You are welcome, Rusha. It is a beautiful state. –Curt
Meant to say Oregon
What a fantastic place to spend the day exploring. Thanks for taking us there!
You’re welcome, Kelly. It’s gorgeous up and down the Oregon Coast. Like Lake Tahoe. –Curt
A road trip to visit my brother in California is long overdue. Hoping one day soon we can make that trek and see this beauty for ourselves.
Hit the coast in Washington and follow it south, Sue. 🙂 Give yourself plenty of time. Preferably make the visit in spring, fall or winter to avoid the summer crowds. And enjoy! –Curt
Oh these images! Just breathtaking Curt.
Thanks, Sylvia. The sea stacks are indeed impressive. –Curt
I adore the Oregon Coast. Fantastic pictures!! I”m actually planning to write a post about Newport soon, that town holds a special place in my heart.

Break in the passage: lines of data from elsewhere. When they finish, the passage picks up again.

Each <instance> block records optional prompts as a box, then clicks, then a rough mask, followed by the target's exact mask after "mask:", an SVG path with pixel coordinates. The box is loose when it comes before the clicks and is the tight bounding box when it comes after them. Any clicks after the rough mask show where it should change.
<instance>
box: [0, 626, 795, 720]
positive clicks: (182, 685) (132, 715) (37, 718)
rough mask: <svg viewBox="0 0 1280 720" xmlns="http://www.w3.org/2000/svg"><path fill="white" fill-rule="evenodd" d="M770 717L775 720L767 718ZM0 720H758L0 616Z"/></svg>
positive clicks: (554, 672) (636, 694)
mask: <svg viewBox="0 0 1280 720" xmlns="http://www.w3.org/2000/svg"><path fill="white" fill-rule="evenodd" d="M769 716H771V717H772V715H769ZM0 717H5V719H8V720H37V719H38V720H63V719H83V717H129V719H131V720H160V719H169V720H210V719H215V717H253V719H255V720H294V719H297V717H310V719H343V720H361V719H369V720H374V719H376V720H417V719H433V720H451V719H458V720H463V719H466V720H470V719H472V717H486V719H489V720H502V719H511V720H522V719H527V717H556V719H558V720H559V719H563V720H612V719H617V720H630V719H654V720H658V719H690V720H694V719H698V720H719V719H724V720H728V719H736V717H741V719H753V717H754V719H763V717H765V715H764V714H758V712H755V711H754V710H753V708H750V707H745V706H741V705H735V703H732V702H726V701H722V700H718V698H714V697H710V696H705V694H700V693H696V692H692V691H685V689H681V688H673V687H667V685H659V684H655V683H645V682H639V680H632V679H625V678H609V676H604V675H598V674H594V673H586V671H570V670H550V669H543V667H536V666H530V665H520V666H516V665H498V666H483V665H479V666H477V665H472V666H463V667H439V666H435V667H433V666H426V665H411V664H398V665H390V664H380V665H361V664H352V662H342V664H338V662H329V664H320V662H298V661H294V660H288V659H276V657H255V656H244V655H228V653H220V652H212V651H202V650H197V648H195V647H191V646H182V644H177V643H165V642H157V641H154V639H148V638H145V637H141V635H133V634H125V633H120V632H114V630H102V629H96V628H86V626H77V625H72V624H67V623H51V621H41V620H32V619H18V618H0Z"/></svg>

Thanks. Adoring the Oregon Coast is an easy thing to do. 🙂 I always enjoy the historic section. of Newport. I have cousins who were raised in the town. –Curt
It’s hard not to look at sea stacks like this and think they are alive and could tell some stories if only we spoke the same language. Think of the people and things and storms they have seen and weathered. And just think how old they are!
Just maybe on a dark night, if you listen carefully… 🙂
These are very cool; they almost look like beached creatures. I enjoyed all of your posts this week (Berkeley and pets as well as this one!) We will be in Oregon briefly this summer and hope to catch some seaside scenes like this.
Thanks, Lexi. I’ve been having fun with the variety.
I’m never sure whether the ‘beached creatures’ are heading out to sea or coming in from the sea. 🙂
If you make it to Oregon and head along the coast, you will be sure to see scenes like this, depending, of course on summer fogs.
Apologies for being so late in commenting. I love this Oregon coast series. We flew down the coast with a passing knowledge of what was there. Wish I had had these glorious posts. We might have extended our trip to see more.
I’ve been guilty of the same thing many times, Rusha, flying through an area that definitely deserved more time. Almost everywhere has something of interest. Having said that, the Oregon Coast is special. 🙂 –Curt
And your photos bring it to life for those of us who’ve only seen it in passing.